Содержание
Перейти к:
Применение иммуноферментного анализа в послеубойной диагностике лейкоза крупного рогатого скота
https://doi.org/10.29326/2304-196X-2024-13-2-149-153
Аннотация
Послеубойный диагноз на энзоотический лейкоз крупного рогатого скота ставится на основании результатов исследований биологического материала, полученного от вынужденно убитых или павших животных, выполненных патоморфологическим, гистологическим и молекулярно-генетическим методами, обладающими рядом недостатков. В статье описываются результаты послеубойного диагностического исследования на лейкоз крупного рогатого скота с применением иммуноферментного анализа. Для этого с различных частей туш и органов было отобрано 83 пробы смывов, из них 71 проба – от прижизненно не исследованных животных, а 12 проб (контрольные образцы) – от прижизненно серонегативных в реакции иммунодиффузии к вирусу лейкоза особей. Для взятия проб были использованы стерильные скальпели, вата, пробирки с колпачком объемом 5 мл. С помощью тампонов из стерильной ваты из надрезов туш и органов послеубойных животных производили взятие смывов, которые помещали в одноразовые пробирки. В пробирки со смывами в зависимости от размера тампона добавляли от 0,1 до 0,2 мл дистиллированной воды (или изотонического раствора – 0,85%-го раствора NaCl), оставляли на 1,5–2,0 ч при комнатной температуре (22–26 °С) и периодически встряхивали. Полученный однородный субстрат использовали для проведения иммуноферментного анализа в соответствии с инструкцией по применению набора для выявления антител к вирусу лейкоза крупного рогатого скота. В результате проведенных лабораторных исследований 71 пробы смывов в 6 (8,5%) из них были выявлены специфические антитела к антигену gp51 вируса лейкоза, при этом при исследовании данных проб в реакции иммунодиффузии антитела выявили только в 3 (4,2%) пробах. Все 12 контрольных образцов от прижизненно серонегативных животных при постановке иммуноферментного анализа дали отрицательный результат.

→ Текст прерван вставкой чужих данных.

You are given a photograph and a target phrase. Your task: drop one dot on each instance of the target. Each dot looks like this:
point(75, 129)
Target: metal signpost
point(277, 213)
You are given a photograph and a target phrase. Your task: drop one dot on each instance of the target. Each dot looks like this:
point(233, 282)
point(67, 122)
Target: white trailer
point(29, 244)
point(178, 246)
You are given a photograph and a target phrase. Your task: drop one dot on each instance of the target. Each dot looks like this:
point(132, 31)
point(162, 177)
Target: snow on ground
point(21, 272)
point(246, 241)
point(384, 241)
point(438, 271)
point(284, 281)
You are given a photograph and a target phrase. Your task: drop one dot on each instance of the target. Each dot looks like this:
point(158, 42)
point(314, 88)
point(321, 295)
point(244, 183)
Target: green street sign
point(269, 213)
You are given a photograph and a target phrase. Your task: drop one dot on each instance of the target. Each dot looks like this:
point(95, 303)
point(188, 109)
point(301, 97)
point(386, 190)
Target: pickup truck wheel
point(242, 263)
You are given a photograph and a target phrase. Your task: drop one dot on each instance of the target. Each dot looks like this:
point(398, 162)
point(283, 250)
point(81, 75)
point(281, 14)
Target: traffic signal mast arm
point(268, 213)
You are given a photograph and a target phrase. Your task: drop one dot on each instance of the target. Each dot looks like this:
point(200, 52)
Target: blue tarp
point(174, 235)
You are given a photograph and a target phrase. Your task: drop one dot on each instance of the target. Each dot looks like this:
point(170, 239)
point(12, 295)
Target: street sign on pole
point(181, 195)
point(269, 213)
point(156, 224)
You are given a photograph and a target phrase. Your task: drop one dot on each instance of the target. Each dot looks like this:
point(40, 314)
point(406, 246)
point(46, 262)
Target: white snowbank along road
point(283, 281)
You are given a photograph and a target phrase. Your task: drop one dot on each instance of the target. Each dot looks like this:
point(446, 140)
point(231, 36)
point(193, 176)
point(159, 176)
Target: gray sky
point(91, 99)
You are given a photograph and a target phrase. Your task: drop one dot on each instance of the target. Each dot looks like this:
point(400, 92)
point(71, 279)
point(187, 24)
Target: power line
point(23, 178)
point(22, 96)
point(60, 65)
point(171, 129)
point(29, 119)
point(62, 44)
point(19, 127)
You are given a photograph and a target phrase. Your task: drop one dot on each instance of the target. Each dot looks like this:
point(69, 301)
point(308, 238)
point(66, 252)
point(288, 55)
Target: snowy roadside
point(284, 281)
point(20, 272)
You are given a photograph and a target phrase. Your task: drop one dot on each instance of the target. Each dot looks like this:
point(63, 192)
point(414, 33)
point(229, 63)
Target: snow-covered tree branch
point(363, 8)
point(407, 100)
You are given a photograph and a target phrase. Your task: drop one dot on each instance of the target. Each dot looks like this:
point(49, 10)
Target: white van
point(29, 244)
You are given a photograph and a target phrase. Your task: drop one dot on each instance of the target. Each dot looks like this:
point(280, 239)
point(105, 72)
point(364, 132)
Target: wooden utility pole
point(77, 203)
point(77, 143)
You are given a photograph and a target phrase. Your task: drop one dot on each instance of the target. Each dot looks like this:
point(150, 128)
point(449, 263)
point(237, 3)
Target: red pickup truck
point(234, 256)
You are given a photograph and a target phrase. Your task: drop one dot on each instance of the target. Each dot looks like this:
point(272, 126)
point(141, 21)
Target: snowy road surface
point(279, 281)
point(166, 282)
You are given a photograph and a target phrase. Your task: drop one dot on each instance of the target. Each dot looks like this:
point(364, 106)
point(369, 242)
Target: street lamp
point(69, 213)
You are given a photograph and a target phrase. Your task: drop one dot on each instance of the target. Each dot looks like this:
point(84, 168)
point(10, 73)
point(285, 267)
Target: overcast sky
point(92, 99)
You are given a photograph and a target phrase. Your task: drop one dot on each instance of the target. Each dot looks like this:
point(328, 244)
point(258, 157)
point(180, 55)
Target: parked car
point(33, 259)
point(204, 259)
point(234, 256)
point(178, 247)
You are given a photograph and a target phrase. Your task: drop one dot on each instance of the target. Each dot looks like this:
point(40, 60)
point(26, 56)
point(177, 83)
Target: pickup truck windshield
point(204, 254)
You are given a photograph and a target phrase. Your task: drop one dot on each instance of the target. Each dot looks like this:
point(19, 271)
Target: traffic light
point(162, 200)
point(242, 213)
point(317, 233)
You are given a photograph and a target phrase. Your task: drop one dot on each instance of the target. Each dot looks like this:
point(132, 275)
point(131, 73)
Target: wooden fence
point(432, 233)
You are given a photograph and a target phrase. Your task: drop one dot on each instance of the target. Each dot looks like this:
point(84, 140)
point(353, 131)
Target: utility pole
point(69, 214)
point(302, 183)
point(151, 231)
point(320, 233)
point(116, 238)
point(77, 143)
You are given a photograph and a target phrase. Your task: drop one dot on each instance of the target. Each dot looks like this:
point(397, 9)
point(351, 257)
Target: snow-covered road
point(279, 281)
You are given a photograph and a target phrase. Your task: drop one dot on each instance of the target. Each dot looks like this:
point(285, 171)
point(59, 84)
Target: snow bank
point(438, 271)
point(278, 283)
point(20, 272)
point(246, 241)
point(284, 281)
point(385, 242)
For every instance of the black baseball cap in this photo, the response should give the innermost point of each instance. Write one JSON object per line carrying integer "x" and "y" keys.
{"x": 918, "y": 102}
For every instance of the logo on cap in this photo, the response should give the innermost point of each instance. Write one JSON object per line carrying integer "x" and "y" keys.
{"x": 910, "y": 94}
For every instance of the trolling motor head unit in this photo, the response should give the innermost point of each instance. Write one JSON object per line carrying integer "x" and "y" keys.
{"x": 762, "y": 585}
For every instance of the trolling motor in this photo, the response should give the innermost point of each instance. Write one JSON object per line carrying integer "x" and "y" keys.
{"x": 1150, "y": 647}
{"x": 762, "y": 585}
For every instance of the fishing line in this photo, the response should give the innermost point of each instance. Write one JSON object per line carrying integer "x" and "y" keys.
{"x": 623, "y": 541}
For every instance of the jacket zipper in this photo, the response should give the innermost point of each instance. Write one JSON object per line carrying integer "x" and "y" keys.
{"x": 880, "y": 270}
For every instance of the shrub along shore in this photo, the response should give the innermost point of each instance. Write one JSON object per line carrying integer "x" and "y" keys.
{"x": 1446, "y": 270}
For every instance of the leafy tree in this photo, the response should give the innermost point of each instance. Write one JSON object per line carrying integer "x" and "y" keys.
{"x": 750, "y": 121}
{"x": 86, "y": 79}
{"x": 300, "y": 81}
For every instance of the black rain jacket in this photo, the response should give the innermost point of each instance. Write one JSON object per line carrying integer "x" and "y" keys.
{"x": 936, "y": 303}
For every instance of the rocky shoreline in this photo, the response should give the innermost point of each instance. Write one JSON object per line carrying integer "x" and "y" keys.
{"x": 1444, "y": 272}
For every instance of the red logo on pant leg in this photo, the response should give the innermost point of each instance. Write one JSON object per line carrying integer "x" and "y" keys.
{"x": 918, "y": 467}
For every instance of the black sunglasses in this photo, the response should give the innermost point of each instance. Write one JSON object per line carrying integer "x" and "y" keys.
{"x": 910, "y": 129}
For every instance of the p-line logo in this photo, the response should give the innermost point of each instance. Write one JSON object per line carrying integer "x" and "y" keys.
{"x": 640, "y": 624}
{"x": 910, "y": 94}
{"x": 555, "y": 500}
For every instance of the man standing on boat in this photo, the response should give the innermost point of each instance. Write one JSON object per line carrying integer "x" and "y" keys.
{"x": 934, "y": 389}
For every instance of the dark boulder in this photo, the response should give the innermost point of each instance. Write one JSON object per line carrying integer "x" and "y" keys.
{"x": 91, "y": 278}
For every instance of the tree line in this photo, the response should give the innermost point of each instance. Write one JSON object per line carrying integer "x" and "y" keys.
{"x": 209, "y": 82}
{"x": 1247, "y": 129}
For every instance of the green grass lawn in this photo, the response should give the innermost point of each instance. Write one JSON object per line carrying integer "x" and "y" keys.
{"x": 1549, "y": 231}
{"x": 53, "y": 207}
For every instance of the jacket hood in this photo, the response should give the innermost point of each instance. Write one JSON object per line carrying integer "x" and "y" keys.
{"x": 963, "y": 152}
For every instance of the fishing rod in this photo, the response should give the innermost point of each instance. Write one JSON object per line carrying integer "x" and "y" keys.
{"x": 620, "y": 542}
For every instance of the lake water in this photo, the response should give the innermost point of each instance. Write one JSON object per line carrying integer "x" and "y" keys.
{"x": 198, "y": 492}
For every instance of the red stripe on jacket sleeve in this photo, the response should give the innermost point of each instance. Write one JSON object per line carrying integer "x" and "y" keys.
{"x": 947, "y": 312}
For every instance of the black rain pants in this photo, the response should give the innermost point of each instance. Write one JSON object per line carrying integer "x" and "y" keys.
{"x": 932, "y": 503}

Таким образом, данный серологический метод может применяться в послеубойной диагностике лейкоза крупного рогатого скота наряду с общепринятыми методами.
Ключевые слова
энзоотический лейкоз крупного рогатого скота,
послеубойная диагностика,
иммуноферментный анализ,
смывы с туш и органов,
специфические антитела,
антиген gp51 вируса лейкоза крупного рогатого скота
При поддержке: Работа выполнена в соответствии с государственным заданием FNMN-2024-0016 «Внедрить эффективную комплексную систему борьбы с наиболее распространенными социально значимыми болезнями сельскохозяйственных животных, туберкулезом, лейкозом и бруцеллезом, в условиях Прикаспийского региона, на основе усовершенствованных способов диагностики» (регистрационный номер 122022400166-0).
Для цитирования:
Мустафаев А.Р., Баратов М.О. Применение иммуноферментного анализа в послеубойной диагностике лейкоза крупного рогатого скота. Ветеринария сегодня. 2024;13(2):149-153. https://doi.org/10.29326/2304-196X-2024-13-2-149-153
For citation:
Mustafayev A.R., Baratov M.O. Enzyme-linked immunosorbent assay for post-slaughter diagnosis of bovine leukosis. Veterinary Science Today. 2024;13(2):149-153. https://doi.org/10.29326/2304-196X-2024-13-2-149-153
ВВЕДЕНИЕ
Энзоотический лейкоз крупного рогатого скота (ЭЛКРС) имеет широкое распространение во многих странах мира, в том числе и в Российской Федерации. Источником возбудителя являются инфицированные вирусом лейкоза крупного рогатого скота (ВЛКРС) животные на всех стадиях болезни [1][2][3]. Особенностью заболевания является то, что в организме животного оно протекает в основном в хронической форме, без клинических симптомов и характеризуется безудержным ростом неопластических клеток крови, которые путем малигнизации и пролиферации поражают практически все органы животного [4][5][6]. От начала попадания ВЛКРС в организм животного до проявления клинической картины лейкоза проходит несколько стадий:
1) инкубационный период (длится от 8 до 20 дней);
2) бессимптомное вирусоносительство (серопозитивные животные);
3) гематологическая (меняется состав форменных элементов крови);
4) клиническая (опухолевая).
На всех стадиях (кроме инкубационного периода) в организме животного вырабатываются антитела к антигену ВЛКРС, что прижизненно диагностируется существующими серологическими методами: реакция иммунодиффузии (РИД), иммуноферментный анализ (ИФА) и др. Помимо серологических, в прижизненной диагностике ЭЛКРС существуют и другие методы: клинический, цитоморфологический, гематологический, биопроба на животных (в основном на овцах) и др. [7][8][9][10][11][12][13]. Также в условиях лаборатории применяется полимеразная цепная реакция (ПЦР) [14][15].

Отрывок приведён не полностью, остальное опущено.